Jésus en vient alors à la première des 2 questions : la résurrection existe-t-elle ? Pour étayer sa position, Jésus raisonne à la manière des rabbins, qui nous est étrangère. La voici : si Moïse parle du Seigneur- Dieu, comme « Le Dieu d'Abraham, d'Isaac et de Jacob », c'est que ces deux patriarches sont encore et toujours vivants pour Dieu. En exprimant la même chose dans nos mots à nous, nous dirions : le Dieu des promesses, le Dieu de l'Alliance, le Dieu fidèle, l'Eternel, le Dieu d'Amour est un Dieu sans repentance. Quand Dieu donne son amour, il ne le retire pas. Dieu est fidèle jusqu'au bout. L'alliance personnelle avec chacun d'entre-nous est comme un engagement qu'il prend à notre égard, inspiré par l'amour, il traverse la mort comme éternel est son amour. Il nous suscite à la vie, pour un temps sur cette terre, pour toujours dans l'éternité du ciel.

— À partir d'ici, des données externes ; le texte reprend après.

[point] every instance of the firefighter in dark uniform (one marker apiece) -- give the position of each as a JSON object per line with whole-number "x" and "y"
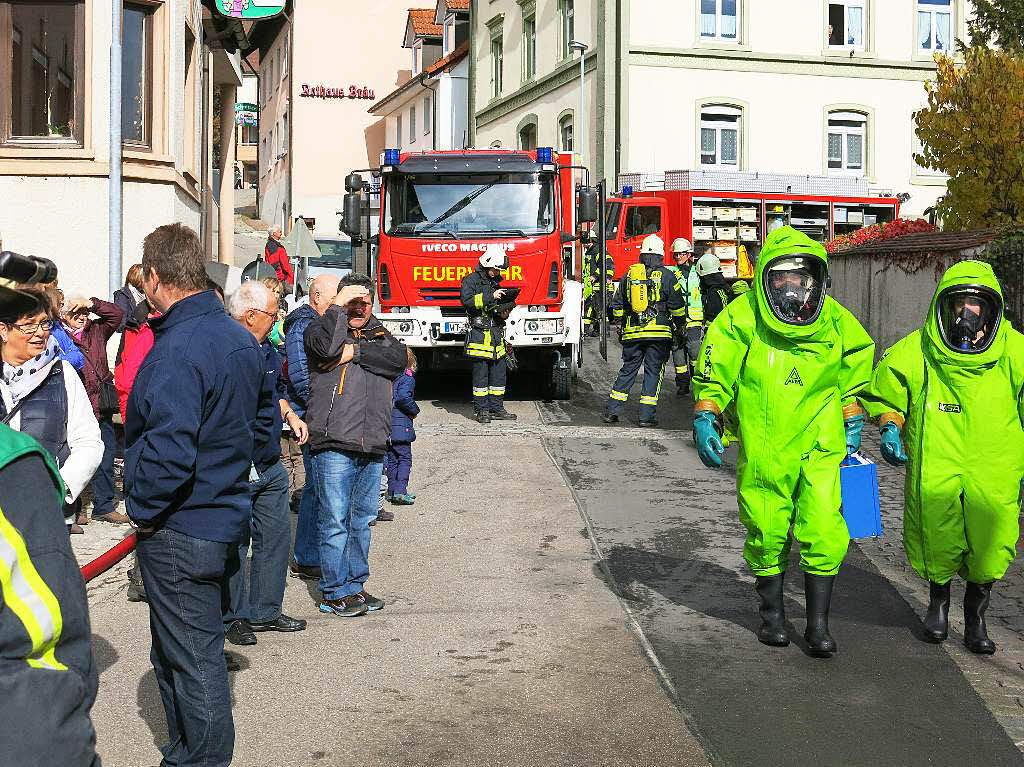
{"x": 647, "y": 302}
{"x": 487, "y": 305}
{"x": 45, "y": 641}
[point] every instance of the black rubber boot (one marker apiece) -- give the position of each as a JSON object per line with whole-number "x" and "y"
{"x": 937, "y": 620}
{"x": 772, "y": 631}
{"x": 817, "y": 589}
{"x": 975, "y": 632}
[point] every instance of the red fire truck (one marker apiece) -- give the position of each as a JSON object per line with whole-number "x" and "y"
{"x": 730, "y": 213}
{"x": 439, "y": 210}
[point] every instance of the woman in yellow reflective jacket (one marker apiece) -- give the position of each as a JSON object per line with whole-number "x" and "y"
{"x": 955, "y": 390}
{"x": 794, "y": 359}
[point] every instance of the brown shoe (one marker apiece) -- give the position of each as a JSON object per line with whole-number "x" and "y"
{"x": 114, "y": 517}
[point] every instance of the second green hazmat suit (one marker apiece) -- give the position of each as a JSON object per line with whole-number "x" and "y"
{"x": 794, "y": 374}
{"x": 960, "y": 405}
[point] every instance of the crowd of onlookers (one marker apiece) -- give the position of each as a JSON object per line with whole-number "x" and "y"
{"x": 230, "y": 409}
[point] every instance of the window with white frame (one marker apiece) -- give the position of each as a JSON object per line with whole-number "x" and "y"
{"x": 565, "y": 133}
{"x": 934, "y": 25}
{"x": 417, "y": 56}
{"x": 720, "y": 136}
{"x": 720, "y": 19}
{"x": 847, "y": 24}
{"x": 847, "y": 142}
{"x": 497, "y": 65}
{"x": 449, "y": 40}
{"x": 528, "y": 44}
{"x": 566, "y": 23}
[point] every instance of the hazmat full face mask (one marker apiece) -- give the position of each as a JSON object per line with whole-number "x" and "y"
{"x": 795, "y": 287}
{"x": 969, "y": 317}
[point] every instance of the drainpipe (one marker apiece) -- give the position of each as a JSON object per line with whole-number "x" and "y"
{"x": 225, "y": 241}
{"x": 116, "y": 200}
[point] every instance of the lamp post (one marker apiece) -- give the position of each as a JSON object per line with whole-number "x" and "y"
{"x": 582, "y": 121}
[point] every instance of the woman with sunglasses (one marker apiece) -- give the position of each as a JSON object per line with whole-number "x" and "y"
{"x": 43, "y": 396}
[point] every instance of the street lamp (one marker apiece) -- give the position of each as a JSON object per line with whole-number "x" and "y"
{"x": 582, "y": 120}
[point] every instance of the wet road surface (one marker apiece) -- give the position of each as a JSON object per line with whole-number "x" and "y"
{"x": 670, "y": 543}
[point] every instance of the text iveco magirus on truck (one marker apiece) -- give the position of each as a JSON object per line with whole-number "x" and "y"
{"x": 439, "y": 210}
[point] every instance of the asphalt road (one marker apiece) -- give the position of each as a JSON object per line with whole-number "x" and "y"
{"x": 670, "y": 542}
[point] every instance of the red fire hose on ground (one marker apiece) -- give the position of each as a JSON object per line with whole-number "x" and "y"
{"x": 108, "y": 559}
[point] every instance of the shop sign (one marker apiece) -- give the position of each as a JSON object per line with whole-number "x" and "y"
{"x": 249, "y": 9}
{"x": 246, "y": 114}
{"x": 328, "y": 91}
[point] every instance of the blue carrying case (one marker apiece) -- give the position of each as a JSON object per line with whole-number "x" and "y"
{"x": 859, "y": 480}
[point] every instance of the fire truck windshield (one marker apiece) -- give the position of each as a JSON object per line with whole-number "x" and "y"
{"x": 468, "y": 207}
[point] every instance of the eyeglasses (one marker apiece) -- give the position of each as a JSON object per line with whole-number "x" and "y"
{"x": 31, "y": 328}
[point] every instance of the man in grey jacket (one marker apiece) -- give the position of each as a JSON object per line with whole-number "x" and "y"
{"x": 352, "y": 361}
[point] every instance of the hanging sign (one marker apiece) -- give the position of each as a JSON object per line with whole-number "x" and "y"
{"x": 250, "y": 9}
{"x": 246, "y": 114}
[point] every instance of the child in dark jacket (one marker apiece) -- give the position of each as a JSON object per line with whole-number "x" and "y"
{"x": 398, "y": 463}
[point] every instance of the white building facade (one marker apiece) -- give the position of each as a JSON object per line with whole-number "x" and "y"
{"x": 526, "y": 74}
{"x": 809, "y": 87}
{"x": 430, "y": 111}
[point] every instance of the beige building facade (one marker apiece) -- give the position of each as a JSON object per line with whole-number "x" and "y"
{"x": 316, "y": 82}
{"x": 54, "y": 128}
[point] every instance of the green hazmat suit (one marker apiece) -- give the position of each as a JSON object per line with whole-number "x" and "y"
{"x": 793, "y": 386}
{"x": 962, "y": 418}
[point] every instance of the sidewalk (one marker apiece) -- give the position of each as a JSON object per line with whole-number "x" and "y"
{"x": 498, "y": 646}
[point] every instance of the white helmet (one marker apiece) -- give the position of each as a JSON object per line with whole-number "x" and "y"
{"x": 652, "y": 244}
{"x": 681, "y": 245}
{"x": 495, "y": 257}
{"x": 709, "y": 264}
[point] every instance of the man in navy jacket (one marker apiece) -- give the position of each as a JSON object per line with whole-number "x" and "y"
{"x": 197, "y": 414}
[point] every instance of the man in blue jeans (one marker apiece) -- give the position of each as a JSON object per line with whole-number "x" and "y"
{"x": 253, "y": 604}
{"x": 352, "y": 361}
{"x": 322, "y": 292}
{"x": 197, "y": 409}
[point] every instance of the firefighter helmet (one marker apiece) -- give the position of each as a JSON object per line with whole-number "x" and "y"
{"x": 709, "y": 264}
{"x": 652, "y": 244}
{"x": 495, "y": 257}
{"x": 681, "y": 245}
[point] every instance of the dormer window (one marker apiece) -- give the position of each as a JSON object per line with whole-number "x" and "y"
{"x": 417, "y": 57}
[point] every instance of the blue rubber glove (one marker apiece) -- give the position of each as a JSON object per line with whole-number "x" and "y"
{"x": 892, "y": 445}
{"x": 853, "y": 428}
{"x": 709, "y": 443}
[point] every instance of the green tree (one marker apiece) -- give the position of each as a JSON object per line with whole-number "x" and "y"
{"x": 973, "y": 130}
{"x": 998, "y": 22}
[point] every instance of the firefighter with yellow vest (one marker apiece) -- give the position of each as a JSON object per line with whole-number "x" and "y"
{"x": 647, "y": 302}
{"x": 487, "y": 304}
{"x": 45, "y": 641}
{"x": 689, "y": 328}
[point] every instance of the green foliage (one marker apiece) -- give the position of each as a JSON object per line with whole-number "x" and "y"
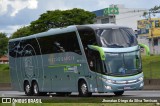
{"x": 54, "y": 19}
{"x": 3, "y": 44}
{"x": 58, "y": 18}
{"x": 24, "y": 31}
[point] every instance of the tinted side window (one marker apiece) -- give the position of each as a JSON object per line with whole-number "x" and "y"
{"x": 66, "y": 42}
{"x": 87, "y": 36}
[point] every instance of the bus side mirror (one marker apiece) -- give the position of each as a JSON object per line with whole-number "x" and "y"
{"x": 146, "y": 48}
{"x": 99, "y": 49}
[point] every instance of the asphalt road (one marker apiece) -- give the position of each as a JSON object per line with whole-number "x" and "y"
{"x": 148, "y": 93}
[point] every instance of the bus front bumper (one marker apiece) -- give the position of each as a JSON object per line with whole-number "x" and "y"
{"x": 110, "y": 87}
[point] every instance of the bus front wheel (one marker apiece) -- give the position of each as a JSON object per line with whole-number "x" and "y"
{"x": 119, "y": 93}
{"x": 83, "y": 89}
{"x": 27, "y": 89}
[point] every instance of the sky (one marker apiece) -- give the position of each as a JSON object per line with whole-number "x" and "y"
{"x": 15, "y": 14}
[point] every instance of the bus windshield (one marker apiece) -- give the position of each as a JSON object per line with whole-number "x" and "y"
{"x": 122, "y": 64}
{"x": 117, "y": 38}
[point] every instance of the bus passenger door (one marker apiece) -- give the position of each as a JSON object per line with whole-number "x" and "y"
{"x": 95, "y": 65}
{"x": 99, "y": 75}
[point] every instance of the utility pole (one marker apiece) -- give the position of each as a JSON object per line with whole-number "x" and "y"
{"x": 152, "y": 39}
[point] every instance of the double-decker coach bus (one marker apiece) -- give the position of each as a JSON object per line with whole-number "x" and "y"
{"x": 81, "y": 58}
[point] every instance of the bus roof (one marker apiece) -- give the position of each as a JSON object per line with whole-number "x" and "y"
{"x": 67, "y": 29}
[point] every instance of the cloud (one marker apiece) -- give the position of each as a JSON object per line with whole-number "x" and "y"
{"x": 10, "y": 29}
{"x": 16, "y": 6}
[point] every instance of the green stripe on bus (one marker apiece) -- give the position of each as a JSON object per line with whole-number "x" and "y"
{"x": 63, "y": 65}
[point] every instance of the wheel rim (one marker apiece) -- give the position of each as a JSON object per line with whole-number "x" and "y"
{"x": 27, "y": 88}
{"x": 35, "y": 89}
{"x": 84, "y": 88}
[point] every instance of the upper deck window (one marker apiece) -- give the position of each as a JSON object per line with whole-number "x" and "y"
{"x": 117, "y": 38}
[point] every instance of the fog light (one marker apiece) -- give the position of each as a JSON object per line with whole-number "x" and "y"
{"x": 141, "y": 85}
{"x": 108, "y": 87}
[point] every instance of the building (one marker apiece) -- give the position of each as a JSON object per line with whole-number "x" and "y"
{"x": 119, "y": 15}
{"x": 149, "y": 33}
{"x": 4, "y": 60}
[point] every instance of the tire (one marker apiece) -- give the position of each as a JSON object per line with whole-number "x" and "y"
{"x": 35, "y": 89}
{"x": 83, "y": 89}
{"x": 27, "y": 89}
{"x": 119, "y": 93}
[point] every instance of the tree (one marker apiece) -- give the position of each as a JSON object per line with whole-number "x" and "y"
{"x": 24, "y": 31}
{"x": 152, "y": 11}
{"x": 3, "y": 44}
{"x": 58, "y": 18}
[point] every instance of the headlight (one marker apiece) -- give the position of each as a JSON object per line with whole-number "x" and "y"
{"x": 110, "y": 81}
{"x": 141, "y": 78}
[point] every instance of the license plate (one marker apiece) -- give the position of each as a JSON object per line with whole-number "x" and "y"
{"x": 127, "y": 87}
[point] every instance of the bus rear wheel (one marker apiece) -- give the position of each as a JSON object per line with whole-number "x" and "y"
{"x": 35, "y": 89}
{"x": 119, "y": 93}
{"x": 27, "y": 89}
{"x": 83, "y": 89}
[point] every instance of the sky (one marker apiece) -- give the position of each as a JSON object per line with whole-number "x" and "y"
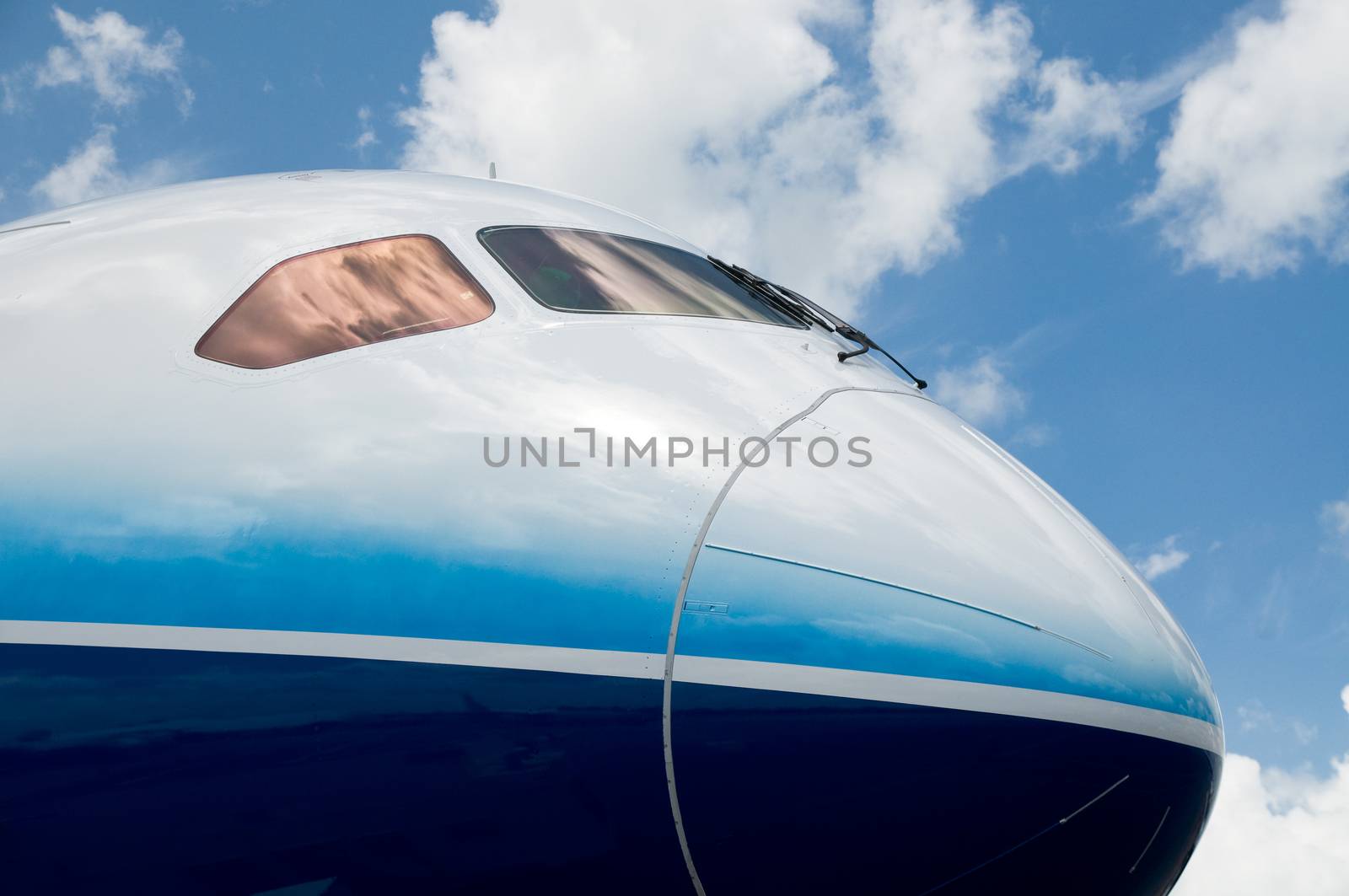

La péricope évangélique de Luc se termine par ces derniers mots : « les ressuscités vivent pour Dieu » Le mot « pour » peut prendre deux significations qui, loin de s'exclure, se complètent. Le premier sens a Dieu pour sujet. Selon Dieu, de son point de vue, pour ce qui est de Dieu, les Patriarches, plus largement les ressuscité vivent, ils sont vivants aux yeux ses yeux ! Dieu les considère comme toujours vivants.

Le second sens a les morts, les ressuscités pour sujet. C'est la relation à Dieu qui fonde l'existence actuelle des Patriarches par-delà la mort. C'est Dieu qui oriente encore le désir des morts au-delà de la mort. Telle était la conviction de Paul : « Aucun de nous ne vit pour soi-même et aucun de nous ne meurt pour soi-même, si nous vivons nous vivons pour le Seigneur et si nous mourons, nous mourons pour le Seigneur. » (Rom.14, 7-8) Aussi, nous de même sur cette terre, vivons-nous et mourrons-nous pour Dieu. Rendons vivante, de notre vivant, notre relation avec le Dieu Vivant ! Alors, soyons en sûr, notre relation filiale, entretenue avec lui, nous fera ressusciter et nous fera vivre par-delà la mort, éternellement. Nous serons tous réunis avec le Dieu de toute félicité, là où la douceur de vivre prendra la ferveur heureuse des choses qui ne peuvent finir.